Fission track (FT) thermochronological analyses on Mesozoic granites provide new information about cooling and uplift histories in Southeast Korea. Twenty-nine new FT sphene, zircon and apatite ages and seven track length measurements are presented for eleven granite samples. Measured mineral ages against assumed closure temperatures yield cooling rates for each sample. Relatively rapid (7-$15^{\circ}C$/Ma) and simple cooling patterns from the middle Cretaceouss (ca. 90-100 Ma) granites are caused mainly by a high thermal contrast between the intruding magma and country rocks at shallow crustal levels (ca. 1-2.5 km-depths). On the contrary, a slow overall cooling (1-$4^{\circ}C$/Ma) of the Triassic to Jurassic granites (ca. 250-200 Ma), emplaced at deep depths (>>9 km), may mainly depend upon very slow denudation of the overlying crust. The uplift history of the Triassic Yeongdeog Pluton in the Yeongyang Subbasin, west of the Yangsan Fault, is characterized by a relatively rapid uplift (~0.4 mm/a) before the total unroofing of the pluton in the earliest Cretaceous (~140 Ma) followed by a subsidence (~0.2mm/a) during the Hayang Group sedimentation.
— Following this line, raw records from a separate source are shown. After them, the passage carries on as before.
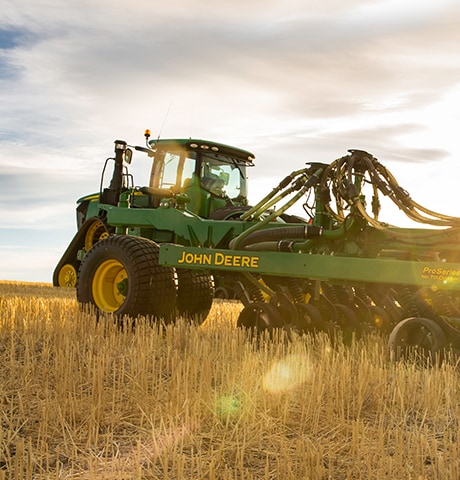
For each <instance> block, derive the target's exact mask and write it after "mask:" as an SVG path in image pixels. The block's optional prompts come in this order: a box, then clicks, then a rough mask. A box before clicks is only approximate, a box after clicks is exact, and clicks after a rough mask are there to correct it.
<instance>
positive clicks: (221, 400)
mask: <svg viewBox="0 0 460 480" xmlns="http://www.w3.org/2000/svg"><path fill="white" fill-rule="evenodd" d="M240 412H241V402H240V400H239V398H238V397H237V396H236V395H231V394H226V395H221V396H220V397H219V398H218V399H217V401H216V406H215V413H216V415H217V416H218V417H219V418H222V419H224V420H226V419H229V418H234V417H236V416H238V415H239V414H240Z"/></svg>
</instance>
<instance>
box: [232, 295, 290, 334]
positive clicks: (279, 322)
mask: <svg viewBox="0 0 460 480" xmlns="http://www.w3.org/2000/svg"><path fill="white" fill-rule="evenodd" d="M237 326H238V327H244V328H254V329H255V330H257V331H258V332H262V331H264V330H267V329H272V328H281V327H283V326H284V321H283V318H282V317H281V314H280V312H279V311H278V309H277V308H276V307H275V306H274V305H272V304H271V303H265V302H254V303H251V304H249V305H248V306H246V307H244V308H243V310H242V311H241V313H240V315H239V317H238V321H237Z"/></svg>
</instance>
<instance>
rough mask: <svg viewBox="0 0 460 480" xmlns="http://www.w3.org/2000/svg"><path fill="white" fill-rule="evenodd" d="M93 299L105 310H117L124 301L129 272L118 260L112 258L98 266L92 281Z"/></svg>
mask: <svg viewBox="0 0 460 480" xmlns="http://www.w3.org/2000/svg"><path fill="white" fill-rule="evenodd" d="M91 288H92V293H93V300H94V303H95V304H96V306H97V307H98V308H99V309H100V310H102V311H104V312H115V311H116V310H118V309H119V308H120V307H121V306H122V305H123V303H124V301H125V299H126V294H127V289H128V274H127V273H126V270H125V267H124V266H123V265H122V263H120V262H119V261H118V260H114V259H110V260H106V261H105V262H103V263H101V265H99V267H97V269H96V272H95V273H94V276H93V281H92V286H91Z"/></svg>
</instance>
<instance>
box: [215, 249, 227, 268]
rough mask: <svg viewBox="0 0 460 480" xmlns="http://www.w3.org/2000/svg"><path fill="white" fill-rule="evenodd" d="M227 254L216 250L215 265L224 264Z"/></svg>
mask: <svg viewBox="0 0 460 480" xmlns="http://www.w3.org/2000/svg"><path fill="white" fill-rule="evenodd" d="M224 259H225V256H224V255H222V253H219V252H216V253H215V254H214V265H223V263H224Z"/></svg>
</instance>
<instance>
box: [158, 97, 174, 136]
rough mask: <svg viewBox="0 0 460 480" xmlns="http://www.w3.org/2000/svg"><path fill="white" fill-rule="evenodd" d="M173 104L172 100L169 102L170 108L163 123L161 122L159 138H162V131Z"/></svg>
mask: <svg viewBox="0 0 460 480" xmlns="http://www.w3.org/2000/svg"><path fill="white" fill-rule="evenodd" d="M171 106H172V100H171V101H170V102H169V107H168V110H167V111H166V115H165V118H164V119H163V123H162V124H161V128H160V131H159V132H158V138H157V140H160V137H161V133H162V132H163V127H164V126H165V123H166V120H167V118H168V115H169V112H170V111H171Z"/></svg>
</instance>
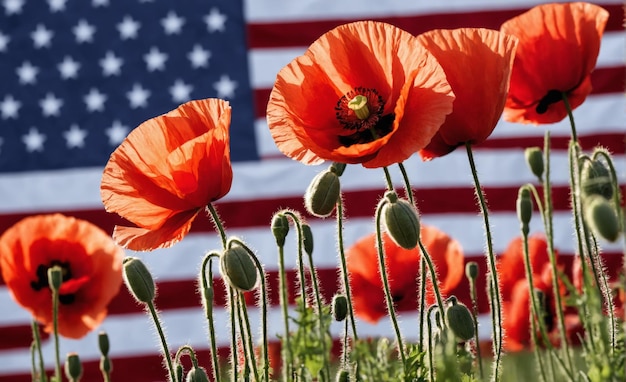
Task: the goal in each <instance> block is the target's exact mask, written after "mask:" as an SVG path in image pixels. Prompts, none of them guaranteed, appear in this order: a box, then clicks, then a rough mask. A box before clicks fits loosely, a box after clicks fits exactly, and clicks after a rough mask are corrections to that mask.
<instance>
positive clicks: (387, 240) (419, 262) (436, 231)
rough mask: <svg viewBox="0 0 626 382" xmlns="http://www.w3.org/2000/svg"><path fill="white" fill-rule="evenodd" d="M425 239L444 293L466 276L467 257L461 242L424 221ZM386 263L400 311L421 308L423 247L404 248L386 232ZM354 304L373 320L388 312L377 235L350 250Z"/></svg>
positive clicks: (385, 249) (431, 292)
mask: <svg viewBox="0 0 626 382" xmlns="http://www.w3.org/2000/svg"><path fill="white" fill-rule="evenodd" d="M421 239H422V243H423V244H424V247H426V249H427V250H428V253H429V255H430V256H431V257H432V259H433V262H434V264H435V267H436V268H437V273H438V281H439V287H440V291H441V293H442V294H447V293H448V292H450V291H451V290H452V289H454V288H455V287H456V286H457V285H458V284H459V283H460V282H461V279H462V278H463V274H464V268H463V264H464V257H463V251H462V249H461V245H460V244H459V243H458V242H457V241H456V240H454V239H452V238H451V237H449V236H448V235H446V234H445V233H444V232H442V231H440V230H439V229H437V228H435V227H429V226H424V225H422V227H421ZM383 242H384V248H385V266H386V268H387V275H388V276H389V286H390V289H391V294H392V296H393V301H394V303H395V308H396V309H397V310H398V311H415V310H417V308H418V301H417V300H418V282H417V279H418V276H419V267H420V266H419V263H420V256H421V255H420V251H419V249H418V248H415V249H411V250H408V249H404V248H402V247H399V246H398V245H396V244H395V243H394V242H393V240H391V238H390V237H389V236H388V235H387V234H386V233H383ZM346 261H347V263H348V272H349V274H350V287H351V290H352V306H353V308H354V312H355V314H356V315H357V316H358V317H359V318H361V319H363V320H365V321H367V322H371V323H376V322H377V321H378V320H380V319H381V318H382V317H383V316H386V315H387V305H386V303H385V296H384V292H383V284H382V280H381V277H380V273H379V272H378V254H377V250H376V235H375V234H371V235H368V236H366V237H364V238H362V239H361V240H359V241H357V242H356V243H355V244H354V245H353V246H352V247H350V249H348V251H347V252H346ZM428 290H429V291H430V292H429V299H428V300H429V302H430V303H432V302H433V301H434V298H433V296H432V283H431V282H430V281H429V284H428Z"/></svg>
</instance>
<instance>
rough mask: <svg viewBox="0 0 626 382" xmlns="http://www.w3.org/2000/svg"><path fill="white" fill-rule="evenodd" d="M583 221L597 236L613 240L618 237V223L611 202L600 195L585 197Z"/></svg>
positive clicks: (614, 239) (611, 240)
mask: <svg viewBox="0 0 626 382" xmlns="http://www.w3.org/2000/svg"><path fill="white" fill-rule="evenodd" d="M584 212H585V221H586V222H587V224H588V225H589V227H590V228H591V230H592V231H593V232H594V233H595V234H596V235H598V236H601V237H603V238H604V239H606V240H608V241H610V242H614V241H615V240H617V238H618V237H619V233H620V224H619V219H618V217H617V211H615V207H614V206H613V203H611V202H609V201H608V200H606V199H605V198H604V197H602V196H598V195H593V196H591V197H589V198H587V199H585V203H584Z"/></svg>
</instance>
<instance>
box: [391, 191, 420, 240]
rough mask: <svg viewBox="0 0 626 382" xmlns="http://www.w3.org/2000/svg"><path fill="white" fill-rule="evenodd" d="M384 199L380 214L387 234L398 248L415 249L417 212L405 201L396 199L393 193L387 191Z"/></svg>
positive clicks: (414, 209) (417, 223)
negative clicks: (385, 226) (381, 210)
mask: <svg viewBox="0 0 626 382" xmlns="http://www.w3.org/2000/svg"><path fill="white" fill-rule="evenodd" d="M385 199H386V200H385V201H384V202H383V203H384V205H383V207H382V208H383V210H382V214H383V217H384V219H385V220H384V221H385V226H386V227H387V233H389V236H391V238H392V239H393V241H394V242H395V243H396V244H398V245H399V246H400V247H402V248H405V249H413V248H415V247H416V246H417V242H418V240H419V236H420V224H419V218H418V216H417V210H416V209H415V207H413V205H412V204H411V203H409V202H408V201H407V200H405V199H398V196H397V195H396V193H395V192H393V191H388V192H387V193H386V194H385Z"/></svg>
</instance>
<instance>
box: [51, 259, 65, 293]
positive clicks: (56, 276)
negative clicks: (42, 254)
mask: <svg viewBox="0 0 626 382" xmlns="http://www.w3.org/2000/svg"><path fill="white" fill-rule="evenodd" d="M61 284H63V268H61V267H60V266H58V265H55V266H53V267H50V268H48V285H49V286H50V289H52V290H55V291H58V290H59V288H61Z"/></svg>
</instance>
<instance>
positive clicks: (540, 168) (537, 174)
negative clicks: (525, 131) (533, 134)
mask: <svg viewBox="0 0 626 382" xmlns="http://www.w3.org/2000/svg"><path fill="white" fill-rule="evenodd" d="M524 157H525V158H526V163H528V167H530V171H532V172H533V174H535V176H536V177H537V178H539V181H541V177H542V176H543V152H542V151H541V149H540V148H539V147H529V148H527V149H526V150H525V151H524Z"/></svg>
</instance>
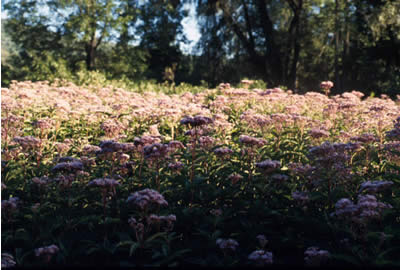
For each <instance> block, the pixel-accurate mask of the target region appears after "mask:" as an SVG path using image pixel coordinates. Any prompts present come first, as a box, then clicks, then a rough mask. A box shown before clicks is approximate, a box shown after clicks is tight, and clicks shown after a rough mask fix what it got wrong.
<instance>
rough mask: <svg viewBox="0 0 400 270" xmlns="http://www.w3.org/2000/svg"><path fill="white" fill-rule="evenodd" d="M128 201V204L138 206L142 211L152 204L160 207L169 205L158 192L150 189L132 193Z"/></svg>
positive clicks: (128, 198)
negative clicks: (129, 203)
mask: <svg viewBox="0 0 400 270" xmlns="http://www.w3.org/2000/svg"><path fill="white" fill-rule="evenodd" d="M126 201H127V202H128V203H132V204H134V205H137V206H138V207H139V208H141V209H142V210H143V209H145V208H147V207H148V206H150V205H152V204H154V205H159V206H167V205H168V202H167V201H166V200H165V199H164V196H162V195H161V194H160V193H158V192H157V191H155V190H153V189H148V188H146V189H143V190H141V191H137V192H135V193H132V194H131V195H130V196H129V197H128V199H127V200H126Z"/></svg>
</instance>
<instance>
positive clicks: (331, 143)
mask: <svg viewBox="0 0 400 270" xmlns="http://www.w3.org/2000/svg"><path fill="white" fill-rule="evenodd" d="M242 84H243V88H236V89H235V88H231V87H230V86H229V84H221V85H220V86H219V88H218V89H212V90H204V91H202V92H199V93H198V94H192V93H189V92H186V93H183V94H179V95H177V94H174V95H165V94H163V93H155V92H146V93H144V94H139V93H134V92H131V91H125V90H124V89H121V88H116V87H108V88H103V87H98V86H95V85H87V86H84V87H78V86H76V85H74V84H72V83H67V82H63V81H56V82H54V83H52V84H50V83H49V82H36V83H32V82H29V81H27V82H14V83H12V84H11V86H10V88H2V90H1V95H2V104H1V109H2V111H1V113H2V126H1V128H2V132H1V136H2V141H1V144H2V164H1V179H2V191H1V193H2V194H1V195H2V211H1V213H2V217H1V223H2V224H1V225H2V226H1V227H2V232H1V243H2V247H1V249H2V267H3V266H10V265H14V264H16V265H17V266H44V265H52V266H62V265H68V266H98V265H101V266H145V265H154V266H157V265H202V266H206V265H208V266H218V265H220V266H239V265H241V266H242V265H267V264H271V263H272V264H274V265H298V266H299V265H304V264H306V265H331V266H332V265H334V266H338V265H358V266H392V267H393V266H399V260H398V254H399V247H400V226H399V225H400V224H399V223H400V220H399V216H400V212H399V209H400V197H399V196H400V189H399V185H400V179H399V173H400V142H399V141H400V118H399V115H400V106H399V100H396V101H393V100H391V99H389V98H388V97H387V96H382V97H380V98H377V97H375V98H373V97H368V98H366V97H363V94H362V93H360V92H356V91H353V92H346V93H343V94H342V95H336V96H331V97H328V96H326V95H324V94H321V93H317V92H309V93H307V94H305V95H298V94H294V93H292V92H291V91H284V90H282V89H280V88H273V89H265V88H264V89H253V88H252V87H251V86H250V87H249V85H250V84H251V82H249V81H243V82H242ZM321 87H322V88H323V90H325V92H326V93H327V94H328V93H329V90H330V88H331V87H332V83H330V82H323V83H322V84H321Z"/></svg>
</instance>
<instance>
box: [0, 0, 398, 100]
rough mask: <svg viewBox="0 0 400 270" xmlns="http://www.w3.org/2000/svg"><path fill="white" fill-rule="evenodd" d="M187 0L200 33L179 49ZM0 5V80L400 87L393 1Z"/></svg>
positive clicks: (58, 1) (191, 1)
mask: <svg viewBox="0 0 400 270" xmlns="http://www.w3.org/2000/svg"><path fill="white" fill-rule="evenodd" d="M190 5H193V6H194V8H195V9H196V13H197V14H196V16H197V17H196V19H197V22H198V24H199V29H200V32H201V38H200V41H199V42H198V43H197V45H196V48H195V50H194V51H193V52H192V54H191V55H187V54H185V53H183V52H182V51H181V50H180V47H179V43H181V42H187V40H186V38H185V35H184V32H183V27H182V24H181V22H182V20H183V19H184V18H185V17H186V16H187V13H188V10H187V8H188V7H189V6H190ZM2 9H3V11H6V12H7V15H8V16H7V18H6V19H4V20H2V84H4V85H7V84H8V83H9V82H10V80H12V79H17V80H22V79H31V80H42V79H52V78H55V77H64V78H70V77H73V76H74V74H76V73H77V72H79V71H82V70H97V71H99V72H102V73H104V74H105V75H106V76H107V78H112V79H122V78H123V79H128V80H133V81H135V80H146V79H154V80H157V81H160V82H162V81H164V80H169V81H174V82H176V83H180V82H187V83H191V84H199V83H200V82H201V81H206V82H208V84H209V85H210V86H215V85H217V84H218V83H220V82H231V83H235V82H239V81H240V80H241V79H243V78H244V77H247V78H251V79H261V80H264V81H265V82H267V84H268V86H271V87H273V86H278V85H281V86H286V87H288V88H291V89H297V90H300V91H303V90H316V89H317V87H318V83H319V82H320V81H322V80H332V81H334V83H335V89H334V90H335V91H336V92H340V91H345V90H351V89H357V90H362V91H367V92H368V91H374V92H376V93H389V94H396V93H397V91H400V19H399V16H400V1H398V0H385V1H383V0H197V1H194V0H169V1H167V0H143V1H136V0H118V1H117V0H114V1H113V0H12V1H11V0H6V1H3V3H2ZM44 10H45V11H47V12H43V11H44ZM43 14H47V15H43Z"/></svg>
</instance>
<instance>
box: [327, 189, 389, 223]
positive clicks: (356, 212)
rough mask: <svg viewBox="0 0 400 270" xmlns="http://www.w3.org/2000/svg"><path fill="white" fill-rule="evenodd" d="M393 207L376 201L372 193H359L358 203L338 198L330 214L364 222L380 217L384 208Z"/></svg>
mask: <svg viewBox="0 0 400 270" xmlns="http://www.w3.org/2000/svg"><path fill="white" fill-rule="evenodd" d="M388 208H393V207H392V206H391V205H390V204H385V203H382V202H378V201H377V199H376V197H375V196H374V195H359V196H358V203H357V204H354V203H353V202H352V201H351V200H349V199H347V198H343V199H340V200H339V201H338V202H337V203H336V204H335V209H336V210H335V212H334V213H332V214H331V216H336V217H338V218H341V219H350V220H352V221H354V222H356V223H360V224H363V223H366V222H368V221H370V220H372V219H377V218H380V217H381V215H382V211H383V210H384V209H388Z"/></svg>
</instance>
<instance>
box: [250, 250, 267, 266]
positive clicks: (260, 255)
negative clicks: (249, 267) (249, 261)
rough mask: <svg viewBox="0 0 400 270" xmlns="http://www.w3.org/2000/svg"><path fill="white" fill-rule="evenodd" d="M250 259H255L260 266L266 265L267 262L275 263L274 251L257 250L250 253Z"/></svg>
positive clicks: (255, 250)
mask: <svg viewBox="0 0 400 270" xmlns="http://www.w3.org/2000/svg"><path fill="white" fill-rule="evenodd" d="M248 258H249V260H251V261H254V262H255V263H256V264H257V265H258V266H264V265H266V264H272V263H273V255H272V252H267V251H265V250H255V251H253V252H252V253H251V254H250V255H249V257H248Z"/></svg>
Stability of original FT zircon ages (156 Ma) and complete erasure of apatite ages suggest a range of 3 to 5.5 km for the basin subsidence. Since 120 Ma up to present, the Yeongyang Subbasin has been slowly uplifted (~0.04 mm/a). The FT age patterns of Jurassic granites both from the northeastern wing of the Ryeongnam Massif and from the northern edge of the Pohang-Kampo Block indicate that the two geologic units have been slowly uplifted with a same mean rate (~0.04 mm/a) since early Cretaceous. Estimates of Cenozoic total uplifts since 100 Ma are different: Ryeongnam Massif (~6 km)=Pohang-Kampo Block (~6 km)>Yeongyang Subbasin(~4 km).